The authors evaluated 142 consecutive patients. The median bleeding score was 2 (IQR 2-4). Greater preoperative volume, concomitant intraventricular hemorrhage, and earlier time to evacuation were independently associated with increased bleeding score. Specifically, ultra-early evacuation within 5 hours was independently associated with a 2.4-point greater bleeding score as compared with evacuation thereafter (β = 2.41, 95% CI 1.44-3.38; p < 0.0001). Despite having higher intraoperative bleeding scores, patients undergoing ultra-early evacuation did not have an increased likelihood of postoperative rebleeding (14% vs 3%, p = 0.23), 30-day mortality (0% vs 6%, p = 0.99), or worse median 6-month mRS scores (4 [IQR 2-5] vs 4 [IQR 3-5], p = 0.51).

CONCLUSIONS

Ultra-early evacuation within 5 hours of ictus is associated with increased intraoperative bleeding but not postoperative rebleeding or worse clinical outcomes.
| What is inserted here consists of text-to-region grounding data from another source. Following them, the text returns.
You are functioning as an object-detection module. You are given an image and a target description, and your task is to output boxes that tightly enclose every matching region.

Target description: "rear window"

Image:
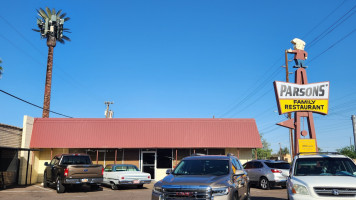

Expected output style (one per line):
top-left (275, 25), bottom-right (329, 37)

top-left (61, 156), bottom-right (91, 165)
top-left (264, 162), bottom-right (290, 169)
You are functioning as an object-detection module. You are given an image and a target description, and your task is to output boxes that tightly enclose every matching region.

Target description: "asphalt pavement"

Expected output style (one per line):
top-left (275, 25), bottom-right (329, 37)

top-left (0, 183), bottom-right (287, 200)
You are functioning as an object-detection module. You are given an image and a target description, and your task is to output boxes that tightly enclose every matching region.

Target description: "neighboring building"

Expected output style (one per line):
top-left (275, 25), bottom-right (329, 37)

top-left (20, 116), bottom-right (262, 184)
top-left (0, 123), bottom-right (23, 188)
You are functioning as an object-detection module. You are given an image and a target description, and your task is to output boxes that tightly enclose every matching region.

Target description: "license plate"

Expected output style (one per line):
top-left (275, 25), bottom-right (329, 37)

top-left (81, 178), bottom-right (88, 183)
top-left (133, 180), bottom-right (140, 184)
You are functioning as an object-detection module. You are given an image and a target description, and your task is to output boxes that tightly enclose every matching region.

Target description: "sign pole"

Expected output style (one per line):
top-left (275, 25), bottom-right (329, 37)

top-left (284, 50), bottom-right (294, 158)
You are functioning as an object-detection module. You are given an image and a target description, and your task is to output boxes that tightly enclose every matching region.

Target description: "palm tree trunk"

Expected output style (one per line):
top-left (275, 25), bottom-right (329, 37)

top-left (42, 37), bottom-right (56, 118)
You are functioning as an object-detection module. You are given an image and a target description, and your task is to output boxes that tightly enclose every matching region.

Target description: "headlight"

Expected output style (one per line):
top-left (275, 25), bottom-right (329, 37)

top-left (154, 186), bottom-right (163, 193)
top-left (212, 187), bottom-right (230, 196)
top-left (292, 184), bottom-right (309, 195)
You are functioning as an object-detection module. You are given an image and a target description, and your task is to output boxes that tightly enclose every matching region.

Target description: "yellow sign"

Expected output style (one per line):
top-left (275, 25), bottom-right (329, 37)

top-left (274, 81), bottom-right (329, 115)
top-left (299, 139), bottom-right (316, 154)
top-left (279, 99), bottom-right (329, 114)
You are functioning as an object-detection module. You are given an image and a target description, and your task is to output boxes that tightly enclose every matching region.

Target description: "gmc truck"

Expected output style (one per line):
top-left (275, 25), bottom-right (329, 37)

top-left (43, 153), bottom-right (104, 193)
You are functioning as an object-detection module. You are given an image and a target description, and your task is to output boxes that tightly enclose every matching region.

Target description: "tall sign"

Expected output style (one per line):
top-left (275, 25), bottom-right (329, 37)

top-left (274, 38), bottom-right (329, 157)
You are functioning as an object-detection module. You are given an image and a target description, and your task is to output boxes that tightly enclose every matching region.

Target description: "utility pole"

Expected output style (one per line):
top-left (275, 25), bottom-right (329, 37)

top-left (105, 101), bottom-right (114, 118)
top-left (279, 143), bottom-right (282, 160)
top-left (284, 50), bottom-right (294, 157)
top-left (352, 115), bottom-right (356, 151)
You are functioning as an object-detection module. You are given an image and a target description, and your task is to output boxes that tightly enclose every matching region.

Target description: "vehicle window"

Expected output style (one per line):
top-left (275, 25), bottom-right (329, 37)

top-left (61, 156), bottom-right (91, 165)
top-left (105, 165), bottom-right (113, 172)
top-left (294, 157), bottom-right (356, 176)
top-left (173, 160), bottom-right (229, 176)
top-left (264, 162), bottom-right (290, 169)
top-left (253, 162), bottom-right (263, 168)
top-left (54, 157), bottom-right (60, 165)
top-left (115, 165), bottom-right (139, 171)
top-left (243, 162), bottom-right (253, 169)
top-left (50, 158), bottom-right (56, 165)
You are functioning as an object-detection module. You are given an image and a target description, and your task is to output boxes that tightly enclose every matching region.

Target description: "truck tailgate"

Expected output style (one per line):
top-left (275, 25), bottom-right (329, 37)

top-left (67, 165), bottom-right (103, 178)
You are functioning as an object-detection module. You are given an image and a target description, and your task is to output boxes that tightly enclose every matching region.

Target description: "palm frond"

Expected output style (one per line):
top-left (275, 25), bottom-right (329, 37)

top-left (46, 7), bottom-right (52, 18)
top-left (60, 13), bottom-right (67, 18)
top-left (38, 8), bottom-right (49, 19)
top-left (57, 38), bottom-right (65, 44)
top-left (64, 17), bottom-right (70, 22)
top-left (32, 29), bottom-right (41, 32)
top-left (63, 30), bottom-right (72, 33)
top-left (63, 28), bottom-right (70, 30)
top-left (62, 35), bottom-right (71, 41)
top-left (56, 9), bottom-right (62, 17)
top-left (52, 8), bottom-right (56, 16)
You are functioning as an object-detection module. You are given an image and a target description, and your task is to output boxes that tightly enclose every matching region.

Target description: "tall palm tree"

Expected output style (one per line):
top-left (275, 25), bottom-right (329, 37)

top-left (33, 8), bottom-right (70, 118)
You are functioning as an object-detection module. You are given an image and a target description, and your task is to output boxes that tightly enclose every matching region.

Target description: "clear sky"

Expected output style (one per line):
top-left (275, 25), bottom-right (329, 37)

top-left (1, 0), bottom-right (355, 153)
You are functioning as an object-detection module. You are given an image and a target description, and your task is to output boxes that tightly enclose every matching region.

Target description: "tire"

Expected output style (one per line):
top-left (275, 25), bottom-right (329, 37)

top-left (90, 184), bottom-right (100, 191)
top-left (234, 192), bottom-right (239, 200)
top-left (56, 177), bottom-right (65, 193)
top-left (259, 177), bottom-right (270, 190)
top-left (137, 184), bottom-right (143, 189)
top-left (282, 185), bottom-right (287, 189)
top-left (43, 172), bottom-right (48, 188)
top-left (111, 183), bottom-right (118, 190)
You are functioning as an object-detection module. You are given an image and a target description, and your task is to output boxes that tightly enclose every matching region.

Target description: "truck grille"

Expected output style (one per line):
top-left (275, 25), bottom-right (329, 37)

top-left (314, 187), bottom-right (356, 197)
top-left (162, 185), bottom-right (212, 200)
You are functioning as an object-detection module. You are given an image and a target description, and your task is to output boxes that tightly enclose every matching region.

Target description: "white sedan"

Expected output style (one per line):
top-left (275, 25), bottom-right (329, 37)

top-left (103, 164), bottom-right (151, 190)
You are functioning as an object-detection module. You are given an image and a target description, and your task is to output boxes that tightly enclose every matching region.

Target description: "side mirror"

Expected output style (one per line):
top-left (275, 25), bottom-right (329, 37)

top-left (44, 162), bottom-right (49, 166)
top-left (234, 170), bottom-right (245, 176)
top-left (166, 169), bottom-right (172, 174)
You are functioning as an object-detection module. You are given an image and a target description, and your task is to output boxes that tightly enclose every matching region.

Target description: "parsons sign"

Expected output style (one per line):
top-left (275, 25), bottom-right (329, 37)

top-left (274, 81), bottom-right (329, 115)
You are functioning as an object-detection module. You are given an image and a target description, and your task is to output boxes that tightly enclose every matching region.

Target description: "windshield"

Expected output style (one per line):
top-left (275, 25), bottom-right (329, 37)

top-left (115, 165), bottom-right (139, 171)
top-left (173, 160), bottom-right (229, 176)
top-left (61, 156), bottom-right (91, 165)
top-left (265, 162), bottom-right (290, 169)
top-left (294, 157), bottom-right (356, 176)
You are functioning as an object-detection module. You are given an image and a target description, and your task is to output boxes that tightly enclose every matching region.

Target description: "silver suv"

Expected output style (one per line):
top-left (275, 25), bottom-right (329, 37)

top-left (152, 154), bottom-right (250, 200)
top-left (243, 160), bottom-right (290, 190)
top-left (287, 153), bottom-right (356, 200)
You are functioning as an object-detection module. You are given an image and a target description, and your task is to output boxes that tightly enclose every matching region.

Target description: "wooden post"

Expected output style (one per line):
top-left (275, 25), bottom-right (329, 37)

top-left (50, 148), bottom-right (53, 159)
top-left (96, 150), bottom-right (98, 164)
top-left (237, 149), bottom-right (240, 158)
top-left (175, 149), bottom-right (178, 166)
top-left (114, 149), bottom-right (117, 165)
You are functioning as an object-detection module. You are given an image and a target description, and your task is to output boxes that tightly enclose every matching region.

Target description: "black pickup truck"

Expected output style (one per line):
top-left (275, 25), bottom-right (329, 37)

top-left (43, 153), bottom-right (103, 193)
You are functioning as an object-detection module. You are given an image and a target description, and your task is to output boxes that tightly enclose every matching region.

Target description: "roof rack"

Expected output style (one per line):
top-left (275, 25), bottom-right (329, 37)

top-left (297, 152), bottom-right (340, 156)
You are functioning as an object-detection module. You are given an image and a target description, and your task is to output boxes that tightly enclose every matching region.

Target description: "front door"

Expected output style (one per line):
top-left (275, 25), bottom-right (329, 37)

top-left (141, 151), bottom-right (156, 180)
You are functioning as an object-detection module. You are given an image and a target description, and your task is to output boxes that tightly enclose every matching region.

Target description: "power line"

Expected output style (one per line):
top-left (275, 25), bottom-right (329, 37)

top-left (302, 0), bottom-right (347, 39)
top-left (309, 27), bottom-right (356, 64)
top-left (308, 4), bottom-right (356, 49)
top-left (0, 89), bottom-right (73, 118)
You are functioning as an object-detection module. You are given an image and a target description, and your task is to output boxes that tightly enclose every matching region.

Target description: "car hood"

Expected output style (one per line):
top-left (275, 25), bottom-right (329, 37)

top-left (292, 176), bottom-right (356, 188)
top-left (161, 174), bottom-right (228, 186)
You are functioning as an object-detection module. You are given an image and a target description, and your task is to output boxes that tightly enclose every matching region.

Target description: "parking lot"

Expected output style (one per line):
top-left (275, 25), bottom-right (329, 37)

top-left (0, 183), bottom-right (287, 200)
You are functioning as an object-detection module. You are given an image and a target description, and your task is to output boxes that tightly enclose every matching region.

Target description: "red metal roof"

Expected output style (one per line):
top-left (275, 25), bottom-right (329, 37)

top-left (30, 118), bottom-right (262, 149)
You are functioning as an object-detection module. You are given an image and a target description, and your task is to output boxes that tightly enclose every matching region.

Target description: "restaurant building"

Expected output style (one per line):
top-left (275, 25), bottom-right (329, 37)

top-left (19, 116), bottom-right (262, 184)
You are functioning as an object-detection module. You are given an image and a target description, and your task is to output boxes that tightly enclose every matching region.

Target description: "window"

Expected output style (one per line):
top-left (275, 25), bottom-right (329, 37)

top-left (157, 149), bottom-right (172, 168)
top-left (253, 162), bottom-right (263, 168)
top-left (243, 162), bottom-right (253, 169)
top-left (105, 165), bottom-right (113, 172)
top-left (115, 165), bottom-right (139, 171)
top-left (264, 162), bottom-right (290, 169)
top-left (173, 160), bottom-right (229, 176)
top-left (61, 156), bottom-right (91, 165)
top-left (295, 158), bottom-right (356, 176)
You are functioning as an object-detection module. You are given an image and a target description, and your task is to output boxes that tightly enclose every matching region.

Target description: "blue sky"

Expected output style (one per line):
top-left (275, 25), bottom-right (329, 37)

top-left (1, 0), bottom-right (355, 153)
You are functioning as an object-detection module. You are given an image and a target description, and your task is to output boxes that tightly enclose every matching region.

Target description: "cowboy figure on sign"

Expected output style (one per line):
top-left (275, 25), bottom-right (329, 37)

top-left (287, 38), bottom-right (308, 68)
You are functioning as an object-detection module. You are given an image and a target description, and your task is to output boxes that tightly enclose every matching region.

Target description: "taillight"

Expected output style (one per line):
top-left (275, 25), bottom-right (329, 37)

top-left (64, 168), bottom-right (69, 177)
top-left (101, 167), bottom-right (104, 175)
top-left (148, 175), bottom-right (151, 179)
top-left (271, 169), bottom-right (281, 173)
top-left (121, 177), bottom-right (125, 179)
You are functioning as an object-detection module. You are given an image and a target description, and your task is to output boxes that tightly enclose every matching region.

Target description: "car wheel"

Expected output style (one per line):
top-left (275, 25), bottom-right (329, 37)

top-left (259, 177), bottom-right (270, 190)
top-left (137, 184), bottom-right (143, 189)
top-left (43, 172), bottom-right (48, 188)
top-left (56, 177), bottom-right (65, 193)
top-left (282, 185), bottom-right (287, 189)
top-left (111, 183), bottom-right (118, 190)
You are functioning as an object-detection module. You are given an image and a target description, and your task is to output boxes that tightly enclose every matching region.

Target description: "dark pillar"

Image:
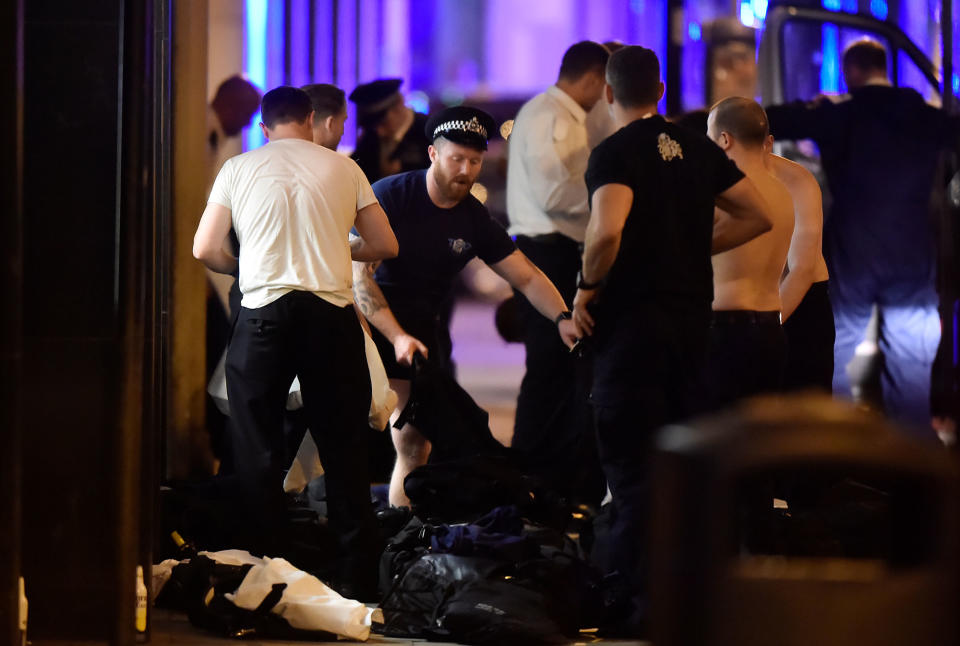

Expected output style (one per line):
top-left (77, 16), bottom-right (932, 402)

top-left (20, 0), bottom-right (163, 642)
top-left (0, 0), bottom-right (25, 644)
top-left (666, 0), bottom-right (685, 115)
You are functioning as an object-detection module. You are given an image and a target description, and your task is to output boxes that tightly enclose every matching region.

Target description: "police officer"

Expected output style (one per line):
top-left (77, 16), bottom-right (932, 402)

top-left (349, 78), bottom-right (431, 183)
top-left (352, 106), bottom-right (579, 508)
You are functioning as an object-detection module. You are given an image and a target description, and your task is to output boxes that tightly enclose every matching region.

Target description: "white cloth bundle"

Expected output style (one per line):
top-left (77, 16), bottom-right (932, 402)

top-left (224, 555), bottom-right (382, 641)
These findings suggest that the benefits of ultra-early evacuation can be explored without an increased risk of postoperative rebleeding when utilizing a minimally invasive endoscopic technique with good intraoperative visualization, active irrigation for targeted tamponade, and direct cauterization of bleeding vessels.

摘要

目的

在早期对脑出血(ICH)进行手术清除有助于改善功能预后。然而,超早期清除与术后再出血相关,这是一种具有毁灭性的并发症,会导致更差的预后。微创内镜技术可在术中处理活动性出血,有可能在超早期实现安全有效的止血。作者提出并前瞻性地制定了一种术中分级量表,用于量化术中遇到的出血严重程度。他们假设,在一组接受微创内镜清除术的患者中,超早期清除与术中出血增加相关,但与术后再出血或更差的长期临床预后无关。

方法

在一个大型医疗系统中出现自发性幕上脑出血的患者被分诊到中心医院进行可能的手术清除。清除的纳入标准包括年龄≥18岁、病前改良Rankin量表(mRS)评分≤3、血肿体积≥15 mL以及就诊时美国国立卫生研究院卒中量表(NIHSS)评分≥6。制定了一个5分制量表,并前瞻性地应用于对术中遇到的出血严重程度进行分级。1分表示术中无活动性出血。2分表示仅用冲洗即可处理的少量出血。3分表示需要烧灼止血的出血。4分表示需要冲洗或烧灼至少15分钟才能实现止血的出血。5分表示需要冲洗或烧灼至少1小时的出血。

结果

作者评估了142例连续患者。出血评分中位数为2(四分位间距2 - 4)。术前血肿体积更大、合并脑室内出血以及更早进行清除与出血评分增加独立相关。具体而言,与之后进行清除相比,在发病5小时内进行超早期清除与出血评分高2.4分独立相关(β = 2.41,95%置信区间1.44 - 3.38;p < 0.0001)。尽管术中出血评分较高,但接受超早期清除的患者术后再出血的可能性并未增加(14%对3%,p = 0.23),30天死亡率也未增加(0%对6%,p = 0.99),6个月mRS评分中位数也未变差(4[四分位间距2 - 5]对4[四分位间距3 - 5],p = 0.51)。

结论

发病5小时内进行超早期清除与术中出血增加相关,但与术后再出血或更差的临床预后无关。这些发现表明,当采用具有良好术中视野、积极冲洗以进行靶向压迫以及直接烧灼出血血管的微创内镜技术时,可以探索超早期清除的益处,而不会增加术后再出血的风险。